THE PERMEATING MURMUR
Exposición de Rosana Antolí
Un murmullo abstracto e incesante es el eje del recorrido de la exposición de Rosana Antolí, dividido en tres partes que avanza, pausa y se repliega según sus derivas, como una marea. Un murmullo que se infiltra y afecta lentamente al cuerpo del espectador, atravesándolo por cada poro de su piel. ¿Qué transmite ese bisbiseo continuo? La respuesta es tan resbaladiza como profunda: interrogantes y meditaciones sobre la vida, la muerte y la forma de relacionarnos desde nuestra preciosa y frágil condición humana.
La ambigüedad de la repetición protagoniza el primer espacio. Repetir organiza la vida, genera estabilidad y continuidad, pero también produce automatismo y pérdida de agencia. El cuerpo fragmentado realiza secuencias sin atención plena, atrapado en bucles que diluyen la experiencia y neutralizan la decisión. Sin embargo, ese «dejarse ir» encierra un tipo de libertad, la de ejecutar sin pensar ni recordar. Antolí establece un paralelismo entre estos movimientos repetitivos y los de la medusa inmortal —Turritopsis dohrnii— y especula con la posibilidad de ser eternos, como ella, si optamos por la iteración infinita.
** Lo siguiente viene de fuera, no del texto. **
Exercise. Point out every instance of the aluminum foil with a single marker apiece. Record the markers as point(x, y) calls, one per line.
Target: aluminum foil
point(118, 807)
En la segunda sección, el agua es el medio que desborda cualquier intento de contención, física o emocional. La entidad del cuerpo ya no se entiende cerrada, sino como un lugar de tránsito, permeable y expuesto. El agua conecta tiempos y materias, pero también introduce vulnerabilidad: lo poroso puede contaminarse, enfermarse, inundarse. La experiencia humana es inseparable de lo que la atraviesa y está sujeta a su eventual desaparición. En este apartado de obras fluidas, sensuales y contenedoras, el murmullo de la muerte se cuela para recordarnos aquello que nos constituye y limita ¿existe la posibilidad de superarlo?